Все больные получили две подкожные инъекции деносумаба по 60 мг (исходно и через 6 мес). Динамическое наблюдение включало 5 визитов через каждые 3 мес. Оценивались безопасность деносумаба, показатели общего и биохимического анализа крови (лаборатория ФГБНУ НИИР им. В.А. Насоновой), индекс массы тела (ИМТ), число болезненных и припухших суставов, активность РА по DAS28, функциональный статус по HAQ, ежедневная физическая активность (длительность прогулок и ходьбы в день), приверженность противовоспалительной терапии РА, приему препаратов кальция и витамина D.
У всех больных определена МПК ПОП, ШБ, ДОП в динамике (исходно и через 12 мес) с использованием двухэнергетической рентгеновской абсорбциометрии на аппарате Hologic QDR1000.
На всех больных заполнены специально разработанные тематические карты, данные внесены в электронную базу для дальнейшей статистической обработки. Статистическая обработка материала выполнена с использованием программ Microsoft Excel, Statisticа 6.0.
Результаты
Через 12 мес после начала лечения деносумабом МПК ПОП и ШБ достоверно увеличилась в среднем
с 0,814+0,101 до 0,848+0,103 г/см2 (р<0,001) и с 0,629+0,089 до 0,641+0,090 г/см2 (р=0,02) соответственно. В области предплечья достигнута стабилизация, а в ДОП отмечена тенденция к увеличению МПК. Ее исходные и конечные значения для этих отделов оставляли в среднем 0,392+0,066 и 0,393+0,068 г/см2, 0,497+0,094 и 0,502+0,091 г/см2 (р=0,34) соответственно. Изменения МПК по результатам 12 мес терапии колебались от -4,6 до + 17,6% в ПОП, от -14,6 до +14,0% в ШБ, от -13,2 до +30,4% в ДОП, от -8,0 до +8,0% в целом по предплечью. Среднее изменение МПК за год составило в ПОП +3,9%, в ШБ +2,1%, в ДОП +0,6%, в целом по предплечью +0,3% (табл. 2).

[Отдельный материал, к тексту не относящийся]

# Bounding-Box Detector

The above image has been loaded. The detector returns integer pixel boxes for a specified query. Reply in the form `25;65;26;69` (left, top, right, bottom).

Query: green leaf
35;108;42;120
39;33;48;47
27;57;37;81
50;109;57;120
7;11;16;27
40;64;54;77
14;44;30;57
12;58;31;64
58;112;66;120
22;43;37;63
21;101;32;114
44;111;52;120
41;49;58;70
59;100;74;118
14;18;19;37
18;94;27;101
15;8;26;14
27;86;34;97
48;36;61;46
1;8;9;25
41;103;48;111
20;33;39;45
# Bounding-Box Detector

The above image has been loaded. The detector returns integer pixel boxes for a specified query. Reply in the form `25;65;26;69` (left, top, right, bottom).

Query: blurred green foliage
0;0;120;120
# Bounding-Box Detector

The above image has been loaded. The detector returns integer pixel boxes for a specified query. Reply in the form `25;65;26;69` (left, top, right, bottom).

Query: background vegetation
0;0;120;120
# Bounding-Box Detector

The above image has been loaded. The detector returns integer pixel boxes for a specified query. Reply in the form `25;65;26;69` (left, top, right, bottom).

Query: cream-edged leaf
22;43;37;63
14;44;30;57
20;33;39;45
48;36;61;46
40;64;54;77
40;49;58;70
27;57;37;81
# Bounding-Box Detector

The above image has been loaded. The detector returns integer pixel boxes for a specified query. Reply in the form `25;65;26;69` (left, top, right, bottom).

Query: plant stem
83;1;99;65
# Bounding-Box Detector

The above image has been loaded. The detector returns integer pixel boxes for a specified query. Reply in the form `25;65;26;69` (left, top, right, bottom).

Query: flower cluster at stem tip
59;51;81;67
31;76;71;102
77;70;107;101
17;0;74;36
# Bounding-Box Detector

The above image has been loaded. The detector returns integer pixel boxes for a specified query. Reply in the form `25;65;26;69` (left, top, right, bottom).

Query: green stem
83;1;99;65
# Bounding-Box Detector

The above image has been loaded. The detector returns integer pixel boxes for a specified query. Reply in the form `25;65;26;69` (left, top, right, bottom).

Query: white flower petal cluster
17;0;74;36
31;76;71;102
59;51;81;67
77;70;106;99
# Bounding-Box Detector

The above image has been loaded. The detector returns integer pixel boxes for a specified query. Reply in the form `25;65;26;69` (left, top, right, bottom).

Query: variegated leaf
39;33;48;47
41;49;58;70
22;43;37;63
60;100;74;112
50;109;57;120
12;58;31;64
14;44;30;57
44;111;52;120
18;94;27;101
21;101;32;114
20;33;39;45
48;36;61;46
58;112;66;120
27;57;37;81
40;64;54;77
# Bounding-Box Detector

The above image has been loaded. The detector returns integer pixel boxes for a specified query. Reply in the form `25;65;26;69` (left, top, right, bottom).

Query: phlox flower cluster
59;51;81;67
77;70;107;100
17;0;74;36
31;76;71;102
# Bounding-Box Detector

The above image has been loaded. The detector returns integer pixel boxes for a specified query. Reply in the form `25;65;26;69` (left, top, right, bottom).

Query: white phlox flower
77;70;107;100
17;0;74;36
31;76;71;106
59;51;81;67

В связи с тем что эффект терапии деносумабом различался в изучаемых участках осевого и периферического скелета, мы проанализировали клинико-рентгенологическую характеристику больных с учетом этих изменений в каждой области измерения. Стабилизация или увеличение исходного показателя МПК через 12 мес в ПОП зарегистрировано у 45 (86,5%), в ШБ - у 32 (61,5%), в ДОП -у 30 (57,7%) человек. Эти пациенты считались ответившими на терапию
ПОП: на момент включения в исследование ответившие и не ответившие на лечение (те, у кого исходные значения МПК уменьшились) были сопоставимы по рентгенологической стадии РА, активности болезни (по DAS28), частоте выявления в сыворотке крови РФ и АЦЦП, по ежедневной физической активности, индексу HAQ, сопутствующим заболеваниям, приему БПВП и ГК, частоте переломов. Исходные значения МПК во всех анализируемых областях также были сопоставимы. У не ответивших достоверно чаще выявлялся остеонек-роз различной локализации, а ГК достоверно чаще впервые назначались после наступления менопаузы. Хороший ответ на терапию деносумабом ассоциировался с меньшим ИМТ и как, ни странно, с большей длительностью приема ГК.
ШБ: на момент включения в исследование у ответивших на лечение были более низкие значения МПК в ШБ, а у не ответивших достоверно чаще отмечалась хирургическая менопауза, все остальные клинико-рентгенологиче-ские характеристики были сопоставимы.
ДОП: среди ответивших на терапию оказались женщины, у которых достоверно позже наступила менопауза.
Большинство ответивших и не ответивших на лечение были серопозитивны по РФ и АЦЦП. При этом частота выявления АЦЦП у больных с повышением или стабилизацией МПК в ДОП была выше, чем у пациентов со снижением МПК в данном регионе. В то же время по частоте РФ эти группы были сопоставимы.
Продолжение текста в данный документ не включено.